Les hommes n’ont pas de tenu particulière.
Par contre les femmes portent des perles multicolores (appelées weeni) sur toute la longueur des mollets et des avant-bras, un tissu à motif sur fond noir en guise de jupe, un foulard souvent jaune et rouge sur la tête et les cheveux coupés courts lorsqu’elles sont mariées. Et elles arborent un corsage aux couleurs vives orné de Molas. Mais qu’est-ce ?? une superposition de tissus formant des motifs géométriques ou représentant des animaux, c’est un mélange de broderie et patchwork assez savant. Ça mesure 40*30cm, et elles cousent un mola devant le corsage et un autre dans le dos, mais les 2 molas ont le même motif. J’imagine que sinon ce serait une faute de goût !
Pour info, il est très difficile de photographier une femme Guna, bien sûr on demande l’autorisation, mais elles ne veulent jamais ! Sauf si on donne des $, alors perso je ne peux comprendre. Refuser de se faire photographier pour des raisons de capture d’image, de personnalité, de croyance en somme je veux bien mais pas que ce soit balayé pour quelques $ !!

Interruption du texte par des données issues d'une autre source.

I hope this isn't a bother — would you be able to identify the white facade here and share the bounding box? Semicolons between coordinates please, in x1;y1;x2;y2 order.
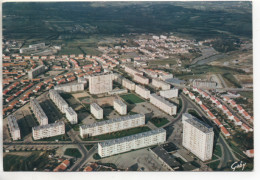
32;121;65;140
54;83;84;92
152;79;171;90
98;128;166;158
108;89;127;95
160;89;178;98
28;65;45;79
89;74;113;94
113;99;127;115
150;94;177;115
135;85;150;99
134;74;149;84
122;78;135;91
49;89;69;113
182;113;214;161
90;103;103;119
30;98;48;125
80;114;145;138
7;115;21;141
125;66;143;76
65;107;78;124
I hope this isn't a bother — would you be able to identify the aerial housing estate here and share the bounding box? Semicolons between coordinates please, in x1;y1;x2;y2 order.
98;128;166;157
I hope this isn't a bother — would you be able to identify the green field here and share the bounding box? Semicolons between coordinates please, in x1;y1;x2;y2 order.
64;148;82;158
150;118;169;127
120;94;145;104
83;126;151;141
3;152;58;171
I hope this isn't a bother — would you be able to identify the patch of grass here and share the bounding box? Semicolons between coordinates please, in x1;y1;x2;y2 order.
150;118;169;127
93;153;101;160
120;94;144;104
188;109;201;119
84;144;94;150
64;148;82;158
80;126;151;141
208;161;220;170
3;151;58;171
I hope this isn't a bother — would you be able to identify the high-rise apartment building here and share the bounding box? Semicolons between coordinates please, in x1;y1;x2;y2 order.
54;83;84;92
30;98;48;125
90;103;103;119
79;114;145;138
98;128;166;158
135;85;150;99
150;94;177;115
182;113;214;161
113;99;127;115
7;115;21;141
32;121;65;140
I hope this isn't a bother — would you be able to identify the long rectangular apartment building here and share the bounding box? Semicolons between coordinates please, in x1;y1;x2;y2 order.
125;66;144;76
32;121;65;140
90;103;103;119
150;94;177;115
98;128;166;158
152;79;171;90
192;79;217;89
30;98;48;125
54;83;84;92
160;88;179;98
182;113;214;161
113;99;127;115
122;78;135;91
134;74;149;85
7;115;21;141
49;89;69;113
80;114;145;138
135;85;150;99
88;73;113;94
65;107;78;124
28;65;45;79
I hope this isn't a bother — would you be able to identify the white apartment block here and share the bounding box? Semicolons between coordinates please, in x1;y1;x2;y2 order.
30;98;48;125
113;99;127;115
65;107;78;124
152;79;171;90
32;121;65;140
79;114;145;138
135;85;150;99
49;89;69;113
28;65;45;79
182;113;214;161
134;74;149;84
90;103;103;119
7;115;21;141
98;128;166;158
88;73;113;94
122;78;135;91
125;66;143;76
54;83;84;92
160;88;179;98
150;94;177;115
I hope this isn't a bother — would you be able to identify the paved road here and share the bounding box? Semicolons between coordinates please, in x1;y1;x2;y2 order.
215;96;253;128
181;94;238;167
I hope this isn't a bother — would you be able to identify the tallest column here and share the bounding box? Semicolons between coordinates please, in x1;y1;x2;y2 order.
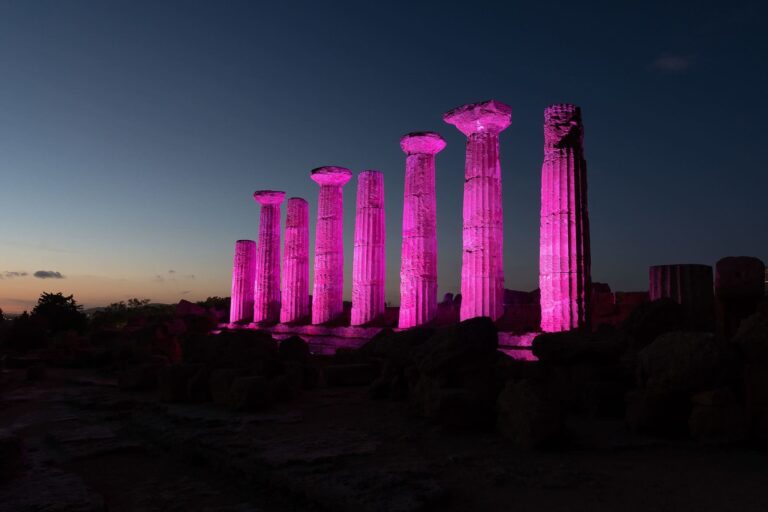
312;167;352;324
539;104;592;332
398;132;445;329
443;100;512;320
253;190;285;323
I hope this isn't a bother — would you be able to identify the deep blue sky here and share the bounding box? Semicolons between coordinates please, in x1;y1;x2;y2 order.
0;0;768;311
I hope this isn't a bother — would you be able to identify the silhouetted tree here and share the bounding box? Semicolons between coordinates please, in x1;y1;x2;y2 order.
31;292;88;333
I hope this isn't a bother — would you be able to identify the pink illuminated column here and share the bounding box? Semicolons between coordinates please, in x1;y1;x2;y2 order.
398;132;445;329
253;190;285;323
350;171;386;325
280;197;309;323
443;100;512;320
539;104;591;332
229;240;256;324
312;167;352;324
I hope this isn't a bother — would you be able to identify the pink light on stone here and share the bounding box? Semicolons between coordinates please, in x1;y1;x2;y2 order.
443;100;512;320
539;104;591;332
280;197;309;323
350;171;386;325
229;240;256;324
312;166;352;324
253;190;285;323
398;132;445;329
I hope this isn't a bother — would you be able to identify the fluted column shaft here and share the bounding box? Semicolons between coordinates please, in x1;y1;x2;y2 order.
280;197;309;323
253;190;285;323
229;240;256;323
539;105;591;332
444;100;512;320
398;132;445;329
648;264;715;330
350;171;386;325
312;167;352;324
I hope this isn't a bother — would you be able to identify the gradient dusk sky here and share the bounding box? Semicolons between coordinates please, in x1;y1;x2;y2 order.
0;0;768;312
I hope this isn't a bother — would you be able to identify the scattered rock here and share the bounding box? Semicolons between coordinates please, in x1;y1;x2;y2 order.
325;363;379;386
621;299;685;349
496;380;565;448
27;364;48;381
228;377;272;411
279;336;309;363
637;331;734;393
688;389;749;443
0;431;24;482
731;313;768;363
157;363;202;402
210;368;243;406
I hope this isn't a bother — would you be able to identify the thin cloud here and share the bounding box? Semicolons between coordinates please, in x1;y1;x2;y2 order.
0;270;29;279
32;270;64;279
651;54;693;73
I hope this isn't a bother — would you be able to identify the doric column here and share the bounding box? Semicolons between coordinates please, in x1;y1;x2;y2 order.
648;264;715;330
398;132;445;329
312;167;352;324
253;190;285;323
443;100;512;320
539;104;591;332
350;171;386;325
280;197;309;323
229;240;256;324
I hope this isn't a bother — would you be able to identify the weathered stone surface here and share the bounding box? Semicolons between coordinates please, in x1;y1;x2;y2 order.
229;240;256;323
228;377;272;411
157;363;202;402
496;380;565;448
118;363;165;391
539;104;591;332
443;100;512;320
279;336;310;363
715;256;766;337
398;132;445;329
648;264;715;331
637;331;734;393
621;298;685;348
312;166;352;324
0;431;24;483
731;313;768;363
715;256;765;300
325;363;379;386
253;190;285;324
280;197;309;323
210;368;243;406
688;388;749;443
350;171;387;325
532;331;626;362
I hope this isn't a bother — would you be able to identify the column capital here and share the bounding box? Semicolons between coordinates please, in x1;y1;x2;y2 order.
443;100;512;137
544;103;584;148
253;190;285;206
400;132;445;155
310;165;352;187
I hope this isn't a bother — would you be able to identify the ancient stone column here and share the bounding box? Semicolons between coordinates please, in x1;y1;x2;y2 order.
648;264;715;330
398;132;445;329
253;190;285;323
539;104;591;332
350;171;387;325
280;197;309;323
312;167;352;324
229;240;256;324
443;100;512;320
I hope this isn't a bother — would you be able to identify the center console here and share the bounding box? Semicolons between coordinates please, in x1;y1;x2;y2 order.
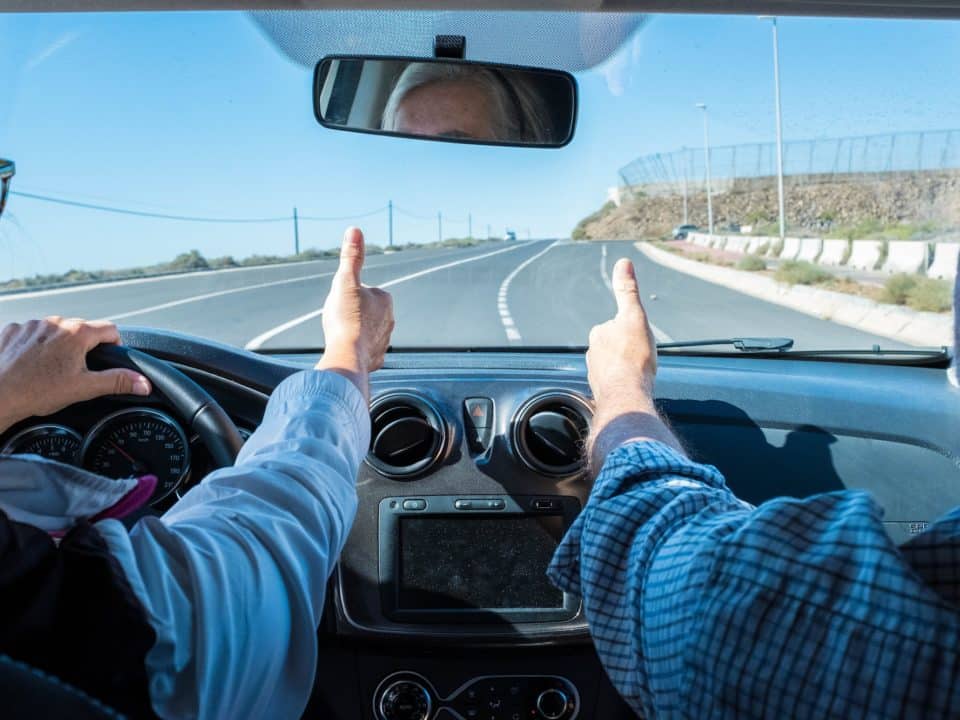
307;372;629;720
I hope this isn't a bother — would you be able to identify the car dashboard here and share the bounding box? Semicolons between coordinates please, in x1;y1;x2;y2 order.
0;329;960;720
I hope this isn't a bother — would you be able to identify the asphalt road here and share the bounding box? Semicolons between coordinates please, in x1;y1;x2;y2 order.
0;240;916;349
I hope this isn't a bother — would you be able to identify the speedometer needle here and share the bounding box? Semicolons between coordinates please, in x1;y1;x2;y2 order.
107;440;146;473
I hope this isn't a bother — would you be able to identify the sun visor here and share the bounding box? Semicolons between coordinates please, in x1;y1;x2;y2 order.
250;10;647;72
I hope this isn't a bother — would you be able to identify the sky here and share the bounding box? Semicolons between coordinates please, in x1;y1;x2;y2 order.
0;13;960;279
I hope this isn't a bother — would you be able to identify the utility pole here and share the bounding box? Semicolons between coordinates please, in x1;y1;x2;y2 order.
760;15;787;243
387;200;393;247
683;148;690;225
697;103;713;235
293;208;300;255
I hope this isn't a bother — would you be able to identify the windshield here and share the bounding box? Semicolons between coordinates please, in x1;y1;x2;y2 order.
0;13;960;350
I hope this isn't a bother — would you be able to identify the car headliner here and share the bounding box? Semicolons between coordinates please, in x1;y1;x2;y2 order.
0;0;960;18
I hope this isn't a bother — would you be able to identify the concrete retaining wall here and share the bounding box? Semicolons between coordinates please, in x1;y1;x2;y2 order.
881;240;927;273
797;238;823;262
780;238;800;260
723;235;750;253
927;243;960;280
817;240;850;265
636;242;953;346
847;240;883;270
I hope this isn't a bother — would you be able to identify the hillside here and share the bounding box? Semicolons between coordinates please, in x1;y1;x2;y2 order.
574;171;960;240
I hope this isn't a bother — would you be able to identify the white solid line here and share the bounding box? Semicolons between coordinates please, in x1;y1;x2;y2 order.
103;250;470;321
244;243;527;350
0;258;336;302
104;272;333;322
600;245;673;342
497;240;560;343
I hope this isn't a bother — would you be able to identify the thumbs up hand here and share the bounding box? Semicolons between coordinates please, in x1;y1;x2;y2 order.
317;227;394;399
587;259;657;419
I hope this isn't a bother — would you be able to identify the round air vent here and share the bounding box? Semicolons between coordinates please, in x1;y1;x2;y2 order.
513;390;593;477
367;393;447;480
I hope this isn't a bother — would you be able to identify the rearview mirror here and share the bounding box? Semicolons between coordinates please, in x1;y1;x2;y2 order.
313;56;577;147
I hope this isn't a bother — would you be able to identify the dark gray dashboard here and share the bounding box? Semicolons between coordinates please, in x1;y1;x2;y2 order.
109;331;960;720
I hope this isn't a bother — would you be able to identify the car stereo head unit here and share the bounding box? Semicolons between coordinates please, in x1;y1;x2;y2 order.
380;495;580;624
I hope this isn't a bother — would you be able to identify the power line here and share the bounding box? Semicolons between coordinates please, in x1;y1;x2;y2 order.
10;190;387;224
393;203;436;222
299;205;387;222
10;190;290;223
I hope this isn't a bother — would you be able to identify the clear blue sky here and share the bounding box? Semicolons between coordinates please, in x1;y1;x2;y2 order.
0;13;960;278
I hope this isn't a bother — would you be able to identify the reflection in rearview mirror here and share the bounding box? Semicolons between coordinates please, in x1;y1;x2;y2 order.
314;57;576;147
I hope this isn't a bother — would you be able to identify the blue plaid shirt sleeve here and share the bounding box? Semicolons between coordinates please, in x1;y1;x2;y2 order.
548;442;960;718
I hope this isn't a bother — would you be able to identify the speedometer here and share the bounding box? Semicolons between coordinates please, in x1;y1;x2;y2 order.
81;408;190;502
0;423;81;465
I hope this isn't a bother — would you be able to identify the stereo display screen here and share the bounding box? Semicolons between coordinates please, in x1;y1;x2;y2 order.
397;515;564;611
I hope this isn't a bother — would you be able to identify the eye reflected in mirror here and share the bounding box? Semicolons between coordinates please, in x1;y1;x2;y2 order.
314;57;576;147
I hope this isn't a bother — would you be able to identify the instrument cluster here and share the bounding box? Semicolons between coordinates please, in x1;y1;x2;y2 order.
0;407;191;503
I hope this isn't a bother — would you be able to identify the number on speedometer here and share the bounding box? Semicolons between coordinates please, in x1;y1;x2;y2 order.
81;408;190;502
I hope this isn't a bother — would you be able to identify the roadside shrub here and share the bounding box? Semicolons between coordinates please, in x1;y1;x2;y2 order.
882;273;920;305
736;255;767;272
775;260;833;285
168;250;210;270
907;278;953;312
840;241;853;265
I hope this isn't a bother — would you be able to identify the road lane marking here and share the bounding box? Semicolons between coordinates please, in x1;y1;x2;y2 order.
243;243;540;351
103;272;333;322
497;240;560;345
0;258;336;303
600;243;673;343
102;252;480;322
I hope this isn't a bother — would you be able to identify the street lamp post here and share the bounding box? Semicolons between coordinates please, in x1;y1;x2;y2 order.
697;103;713;235
760;15;787;243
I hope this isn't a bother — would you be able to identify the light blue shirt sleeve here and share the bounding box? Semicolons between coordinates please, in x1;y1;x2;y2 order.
97;371;370;718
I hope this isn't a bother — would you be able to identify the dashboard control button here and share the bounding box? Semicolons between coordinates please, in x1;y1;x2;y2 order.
453;498;507;510
463;398;493;428
463;398;493;453
537;688;570;720
379;680;433;720
530;498;560;512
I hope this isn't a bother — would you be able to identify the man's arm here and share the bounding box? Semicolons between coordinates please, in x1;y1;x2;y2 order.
549;261;960;717
97;230;393;718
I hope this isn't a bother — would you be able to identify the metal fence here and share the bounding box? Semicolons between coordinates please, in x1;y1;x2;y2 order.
620;130;960;194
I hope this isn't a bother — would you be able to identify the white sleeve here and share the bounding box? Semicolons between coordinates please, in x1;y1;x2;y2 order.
97;371;370;718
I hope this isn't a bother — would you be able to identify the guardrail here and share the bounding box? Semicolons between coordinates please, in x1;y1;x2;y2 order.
687;232;960;280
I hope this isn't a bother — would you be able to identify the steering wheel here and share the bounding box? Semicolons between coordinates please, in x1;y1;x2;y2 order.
87;345;243;467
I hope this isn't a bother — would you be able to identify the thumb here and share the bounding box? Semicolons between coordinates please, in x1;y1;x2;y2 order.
611;258;642;313
337;227;366;285
84;368;150;399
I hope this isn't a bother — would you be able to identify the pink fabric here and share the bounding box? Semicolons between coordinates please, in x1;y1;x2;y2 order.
90;475;157;522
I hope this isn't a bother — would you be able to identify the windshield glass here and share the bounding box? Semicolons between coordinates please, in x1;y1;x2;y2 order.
0;13;960;350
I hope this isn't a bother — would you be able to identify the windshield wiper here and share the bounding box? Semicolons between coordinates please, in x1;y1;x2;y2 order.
657;338;793;352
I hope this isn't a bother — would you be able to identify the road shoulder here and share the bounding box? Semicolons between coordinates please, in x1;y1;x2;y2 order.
635;242;953;346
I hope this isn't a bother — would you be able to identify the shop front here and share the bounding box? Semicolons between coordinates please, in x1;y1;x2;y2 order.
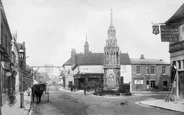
74;73;103;89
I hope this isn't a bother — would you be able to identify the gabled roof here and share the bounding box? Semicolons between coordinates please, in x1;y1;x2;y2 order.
165;3;184;24
131;58;169;65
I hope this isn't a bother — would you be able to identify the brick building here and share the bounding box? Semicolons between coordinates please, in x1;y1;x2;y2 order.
131;55;170;91
165;4;184;99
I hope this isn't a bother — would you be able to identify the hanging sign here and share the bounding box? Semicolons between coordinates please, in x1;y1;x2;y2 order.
160;25;179;42
152;25;159;35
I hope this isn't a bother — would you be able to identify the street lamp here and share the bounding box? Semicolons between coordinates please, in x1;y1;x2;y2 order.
18;45;24;108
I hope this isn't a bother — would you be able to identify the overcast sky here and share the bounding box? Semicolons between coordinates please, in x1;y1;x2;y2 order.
2;0;183;73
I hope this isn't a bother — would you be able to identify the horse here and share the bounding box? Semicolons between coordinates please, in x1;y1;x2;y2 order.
31;84;46;103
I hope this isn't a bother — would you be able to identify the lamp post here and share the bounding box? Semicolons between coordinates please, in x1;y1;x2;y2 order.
18;45;24;108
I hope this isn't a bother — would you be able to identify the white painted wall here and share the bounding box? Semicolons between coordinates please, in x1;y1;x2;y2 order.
64;65;74;89
79;65;104;73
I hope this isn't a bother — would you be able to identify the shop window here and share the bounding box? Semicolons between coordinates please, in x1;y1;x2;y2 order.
146;81;149;85
68;69;70;74
136;66;141;75
146;81;149;89
178;60;181;69
163;81;168;88
162;66;166;75
151;81;155;88
151;66;155;75
134;79;143;84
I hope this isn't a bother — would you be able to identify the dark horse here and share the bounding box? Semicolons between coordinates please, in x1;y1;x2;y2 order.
31;84;46;103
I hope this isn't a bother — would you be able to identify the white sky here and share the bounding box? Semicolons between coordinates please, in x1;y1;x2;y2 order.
2;0;184;74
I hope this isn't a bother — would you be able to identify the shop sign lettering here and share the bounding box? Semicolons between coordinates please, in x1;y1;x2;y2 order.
160;25;179;42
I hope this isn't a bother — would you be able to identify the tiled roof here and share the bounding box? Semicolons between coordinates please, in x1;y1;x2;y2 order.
63;53;131;65
165;3;184;24
131;58;169;65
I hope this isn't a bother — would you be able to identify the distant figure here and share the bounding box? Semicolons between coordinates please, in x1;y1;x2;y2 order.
73;85;76;92
27;86;31;96
71;85;73;92
171;62;176;84
84;85;87;95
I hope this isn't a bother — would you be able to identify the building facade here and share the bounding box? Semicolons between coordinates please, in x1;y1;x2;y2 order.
0;1;13;106
63;12;131;91
131;55;170;91
103;10;121;91
165;4;184;99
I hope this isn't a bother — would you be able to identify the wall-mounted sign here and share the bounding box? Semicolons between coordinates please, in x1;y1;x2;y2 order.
169;41;184;53
160;25;179;42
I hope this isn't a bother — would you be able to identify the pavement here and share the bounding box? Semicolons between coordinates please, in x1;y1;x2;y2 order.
136;99;184;113
59;88;184;113
1;92;31;115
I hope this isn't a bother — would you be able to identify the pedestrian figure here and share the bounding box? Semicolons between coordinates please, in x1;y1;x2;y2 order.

Physiquement les Gunas sont petits, minces, aux cheveux raides & noirs corbeaux, la peau mate….comme Levi-Strauss décrivait les indiens dans ses explorations de l’Amérique centrale et du sud…
Bien sûr il y a un dialecte Guna, la lettre la plus utilisée dot être le U, il y en a partout, parfois 3 dans le même mot !! mais la plupart des Gunas parlent au moins un peu espagnol, et on a rencontré 2 Gunas qui parlaient anglais.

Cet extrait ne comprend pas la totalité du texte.